Нечего и говорить, я вернул благодарность, написав ей официальный ответ на бумаге с печатью нашего офиса, Я и тут не изменил своим привычкам!

Было, очевидно, невозможным буквально следовать моему проекту, устроив аллею, покрытую вьющимися растениями. Любое ползучее растение, разве что исключая плющ, первой же штормовой ночью будет унесено в море; плющу же понадобится одно-два поколения, чтобы даже в таких условиях полностью закрыть аллею. Так что я изменил свои планы и решил выстроить галерею из камня, покрыв ее резными изображениями морских растений и чудовищ. Я чуть было не лишился жизни, стоя на самом краю утеса и пытаясь выловить гигантскую водоросль, которая должна была служить мне моделью. Старый Биндлинг, поймавший меня за воротник в тот самый момент, когда я уже соскальзывал в пучину, поведал мне, что любое место, предназначенное для постройки священного здания — даже самый ничтожный молельный дом для сектантов — всегда требует человеческой жертвы перед закладкой. Именно поэтому он ремонтирует здания церквей, но никогда не согласится строить их. Если бы он знал, что его руками создавался храм морских богов, которые уже второй раз пытались завладеть мной, чтобы принести меня в жертву!

Ободренный похвалой, я с головой ушел в работу, разрабатывая эскизы резных изображений для аллеи, и остался весьма доволен собой, отправляя их в конце концов в толстом пакете с уведомлением о вручении по адресу мисс Морган, которая к тому времени отдыхала в Европе. И она не только ответила мне даже более тепло, чем в первый раз, — она показала их кому-то из своих знакомых, так что мои эскизы даже попали в журнал по искусству. Затем она поместила мои эскизы в рамки для картин, оставив их у себя. Конечно, она не узнала об этом, но мне пришлось заново проделать эту чертову пропасть работы просто по памяти, чтобы этот болван Биндлинг мог работать. Конечно, во второй раз я делал это не так детально, как в первый; в любом случае, это был труд любви, который помог мне сублимировать часть моего влечения к мисс Морган, и без того разрушенного несколькими ударами, нанесенными мне в процессе нашего с ней общения.

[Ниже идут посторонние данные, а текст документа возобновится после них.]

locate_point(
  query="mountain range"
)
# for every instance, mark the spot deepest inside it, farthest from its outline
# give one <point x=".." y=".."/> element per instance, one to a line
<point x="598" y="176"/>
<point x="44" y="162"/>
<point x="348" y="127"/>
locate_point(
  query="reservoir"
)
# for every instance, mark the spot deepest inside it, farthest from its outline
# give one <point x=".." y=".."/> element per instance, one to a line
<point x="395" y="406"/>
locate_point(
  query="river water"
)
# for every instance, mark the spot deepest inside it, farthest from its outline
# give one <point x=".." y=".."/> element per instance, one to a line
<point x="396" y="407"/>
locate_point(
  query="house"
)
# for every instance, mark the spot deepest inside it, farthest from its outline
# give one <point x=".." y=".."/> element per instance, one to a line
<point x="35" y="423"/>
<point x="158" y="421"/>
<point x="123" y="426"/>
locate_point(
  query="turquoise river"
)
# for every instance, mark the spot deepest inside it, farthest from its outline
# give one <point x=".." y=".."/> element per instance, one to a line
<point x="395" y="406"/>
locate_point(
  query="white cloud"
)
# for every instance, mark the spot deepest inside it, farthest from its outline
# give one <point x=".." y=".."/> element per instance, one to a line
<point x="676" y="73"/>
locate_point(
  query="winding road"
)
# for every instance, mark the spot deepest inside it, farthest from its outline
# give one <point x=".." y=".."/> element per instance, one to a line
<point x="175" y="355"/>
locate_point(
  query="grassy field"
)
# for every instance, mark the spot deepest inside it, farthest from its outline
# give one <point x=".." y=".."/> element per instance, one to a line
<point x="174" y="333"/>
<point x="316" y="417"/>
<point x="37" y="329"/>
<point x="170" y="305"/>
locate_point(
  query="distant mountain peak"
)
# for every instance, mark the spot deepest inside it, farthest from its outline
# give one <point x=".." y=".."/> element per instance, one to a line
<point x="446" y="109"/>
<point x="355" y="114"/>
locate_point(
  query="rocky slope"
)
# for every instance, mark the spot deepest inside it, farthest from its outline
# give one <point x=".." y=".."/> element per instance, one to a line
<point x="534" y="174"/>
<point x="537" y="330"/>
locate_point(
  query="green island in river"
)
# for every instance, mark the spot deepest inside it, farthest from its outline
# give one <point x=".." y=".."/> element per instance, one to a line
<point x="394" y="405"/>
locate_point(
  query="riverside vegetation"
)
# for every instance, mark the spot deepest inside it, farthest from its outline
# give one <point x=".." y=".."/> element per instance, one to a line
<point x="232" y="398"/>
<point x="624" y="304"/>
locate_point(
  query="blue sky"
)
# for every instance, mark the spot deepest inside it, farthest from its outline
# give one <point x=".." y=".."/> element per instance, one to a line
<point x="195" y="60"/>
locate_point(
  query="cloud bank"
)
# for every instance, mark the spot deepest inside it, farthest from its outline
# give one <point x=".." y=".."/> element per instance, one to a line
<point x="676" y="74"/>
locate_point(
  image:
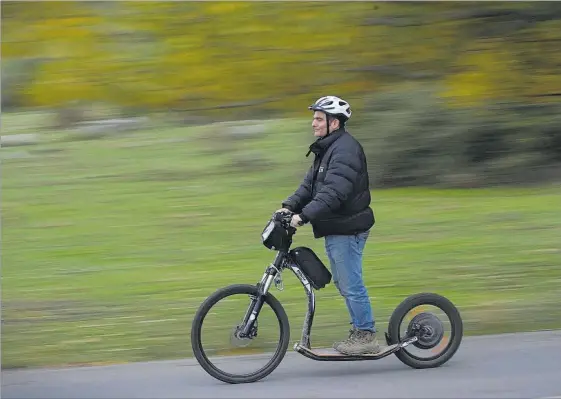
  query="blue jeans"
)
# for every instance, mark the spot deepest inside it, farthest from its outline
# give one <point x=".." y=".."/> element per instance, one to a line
<point x="345" y="257"/>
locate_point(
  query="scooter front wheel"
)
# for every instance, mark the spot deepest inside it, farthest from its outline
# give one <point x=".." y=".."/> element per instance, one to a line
<point x="234" y="322"/>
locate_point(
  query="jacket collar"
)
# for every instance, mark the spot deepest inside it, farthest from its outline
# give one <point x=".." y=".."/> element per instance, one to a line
<point x="319" y="146"/>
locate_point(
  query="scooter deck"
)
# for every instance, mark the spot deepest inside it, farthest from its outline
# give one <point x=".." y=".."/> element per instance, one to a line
<point x="332" y="355"/>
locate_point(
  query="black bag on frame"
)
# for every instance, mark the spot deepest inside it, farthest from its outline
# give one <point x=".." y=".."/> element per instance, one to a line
<point x="312" y="266"/>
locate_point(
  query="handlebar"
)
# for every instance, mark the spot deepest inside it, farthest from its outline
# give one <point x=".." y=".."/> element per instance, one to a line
<point x="283" y="217"/>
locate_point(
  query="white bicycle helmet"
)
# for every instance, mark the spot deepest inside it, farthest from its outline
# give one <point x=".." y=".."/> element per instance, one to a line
<point x="333" y="105"/>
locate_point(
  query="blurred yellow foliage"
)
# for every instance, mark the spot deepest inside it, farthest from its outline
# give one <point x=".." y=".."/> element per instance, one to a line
<point x="203" y="54"/>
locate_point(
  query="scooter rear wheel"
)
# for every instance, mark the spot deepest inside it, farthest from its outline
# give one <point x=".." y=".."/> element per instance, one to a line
<point x="432" y="335"/>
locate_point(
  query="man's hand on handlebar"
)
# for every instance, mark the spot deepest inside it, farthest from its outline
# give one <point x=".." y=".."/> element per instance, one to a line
<point x="296" y="221"/>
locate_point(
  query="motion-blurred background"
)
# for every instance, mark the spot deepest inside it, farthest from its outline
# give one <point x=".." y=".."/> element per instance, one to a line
<point x="146" y="144"/>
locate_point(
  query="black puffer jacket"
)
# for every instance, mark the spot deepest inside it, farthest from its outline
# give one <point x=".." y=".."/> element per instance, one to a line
<point x="335" y="194"/>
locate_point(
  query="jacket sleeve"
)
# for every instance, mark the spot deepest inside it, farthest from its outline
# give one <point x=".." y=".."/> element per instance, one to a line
<point x="341" y="175"/>
<point x="303" y="194"/>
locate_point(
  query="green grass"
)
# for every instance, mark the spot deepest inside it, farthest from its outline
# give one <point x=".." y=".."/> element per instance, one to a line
<point x="110" y="245"/>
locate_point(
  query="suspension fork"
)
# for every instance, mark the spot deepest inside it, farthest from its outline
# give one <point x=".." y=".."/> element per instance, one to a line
<point x="263" y="288"/>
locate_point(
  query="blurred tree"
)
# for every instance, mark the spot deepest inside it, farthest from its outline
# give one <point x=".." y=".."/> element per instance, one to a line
<point x="204" y="55"/>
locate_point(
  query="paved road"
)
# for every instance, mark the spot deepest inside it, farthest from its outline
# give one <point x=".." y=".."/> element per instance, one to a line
<point x="501" y="366"/>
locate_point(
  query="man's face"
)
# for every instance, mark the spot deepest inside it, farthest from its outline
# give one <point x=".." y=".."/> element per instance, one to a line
<point x="319" y="124"/>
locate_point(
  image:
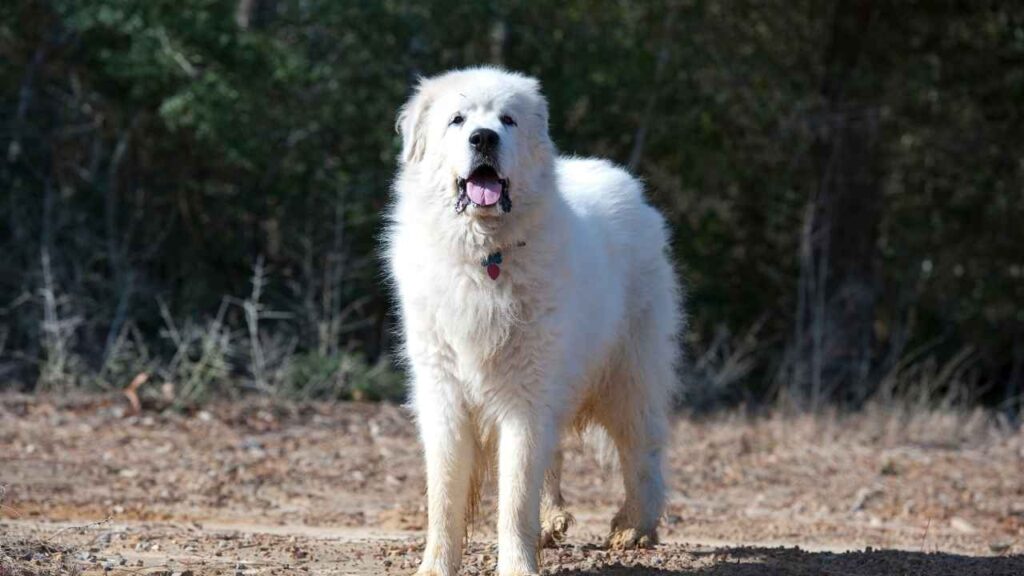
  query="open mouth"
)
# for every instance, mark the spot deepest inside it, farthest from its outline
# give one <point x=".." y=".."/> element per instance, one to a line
<point x="483" y="188"/>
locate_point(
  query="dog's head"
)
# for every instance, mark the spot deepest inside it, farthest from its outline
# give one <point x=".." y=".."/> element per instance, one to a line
<point x="484" y="132"/>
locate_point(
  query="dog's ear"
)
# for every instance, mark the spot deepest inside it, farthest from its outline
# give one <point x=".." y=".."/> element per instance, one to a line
<point x="411" y="124"/>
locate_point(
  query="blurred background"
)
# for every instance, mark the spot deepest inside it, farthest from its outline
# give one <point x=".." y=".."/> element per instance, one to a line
<point x="192" y="191"/>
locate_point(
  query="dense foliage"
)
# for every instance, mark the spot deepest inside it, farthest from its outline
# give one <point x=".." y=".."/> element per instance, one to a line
<point x="194" y="189"/>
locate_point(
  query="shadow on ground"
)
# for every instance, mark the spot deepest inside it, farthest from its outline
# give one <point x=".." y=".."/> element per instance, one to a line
<point x="794" y="562"/>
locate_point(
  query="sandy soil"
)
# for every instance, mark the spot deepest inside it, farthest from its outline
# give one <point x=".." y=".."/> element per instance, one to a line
<point x="259" y="488"/>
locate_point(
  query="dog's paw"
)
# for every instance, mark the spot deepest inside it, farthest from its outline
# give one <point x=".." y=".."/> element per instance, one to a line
<point x="555" y="524"/>
<point x="632" y="538"/>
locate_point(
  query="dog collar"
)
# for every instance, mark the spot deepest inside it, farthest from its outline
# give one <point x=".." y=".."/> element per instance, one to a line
<point x="493" y="263"/>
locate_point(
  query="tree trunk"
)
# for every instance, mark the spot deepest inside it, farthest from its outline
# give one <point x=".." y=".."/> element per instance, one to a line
<point x="839" y="280"/>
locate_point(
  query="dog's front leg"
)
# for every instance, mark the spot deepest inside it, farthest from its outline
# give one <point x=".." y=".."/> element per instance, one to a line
<point x="448" y="443"/>
<point x="524" y="446"/>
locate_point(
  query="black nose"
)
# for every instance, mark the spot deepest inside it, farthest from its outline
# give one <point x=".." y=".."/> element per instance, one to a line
<point x="483" y="139"/>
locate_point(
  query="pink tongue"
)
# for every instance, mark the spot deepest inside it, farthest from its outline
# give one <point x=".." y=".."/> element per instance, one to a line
<point x="483" y="191"/>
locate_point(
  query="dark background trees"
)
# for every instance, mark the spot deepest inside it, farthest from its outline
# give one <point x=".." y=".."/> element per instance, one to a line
<point x="194" y="189"/>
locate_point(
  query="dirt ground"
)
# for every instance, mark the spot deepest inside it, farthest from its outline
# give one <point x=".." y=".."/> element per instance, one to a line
<point x="260" y="488"/>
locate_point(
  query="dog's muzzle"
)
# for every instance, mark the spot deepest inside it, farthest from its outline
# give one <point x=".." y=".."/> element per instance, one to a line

Я нарушил угрюмый ряд строений, украсив все окна готическими арками. Вход в форт представлял собой вызывавший головокружение подвесной мост над заполненным водой бескрайним рвом — штука, безусловно, эффективная при обороне. Я заменил подгнивший настил маленьким очаровательным сводчатым мостом из камня, скопированным с одного из тех мостов в Камберленде, которые я видел там во время воскресной прогулки еще до начала моего заболевания астмой. Тоннель, проходивший под офицерскими казармами ко внутреннему дворику, я оформил изнутри в готическом стиле (сделать это снаружи мне бы не удалось, поскольку каменные своды обрушились бы нам на голову), а сам вход в тоннель я украсил громадными двойными дверями из покрытого олифой дуба — такие же двери я видел в одном соборе. На дверях были изящные петли кованого железа, сделанные по моим чертежам с помощью местного кузнеца и представлявшие собой, если можно так сказать, вершину ручного труда, какую только можно было пожелать. Выполнение этой работы несколько нарушило мою конфиденциальность, и моя сестра коршуном напустилась на меня за это; но особый промысел Провидения, о котором я тогда наплел мисс Морган, все еще хранил нас, и дверные петли сначала попали на местную выставку народных промыслов, а затем — на выставку побольше в Лондоне, так что сень славы коснулась и моей семьи. Моя сестра, никогда не отказываясь поинтересоваться моими делами и уверовав в то, что мисс Морган скоро стукнет девяносто, простила меня за мое молчание.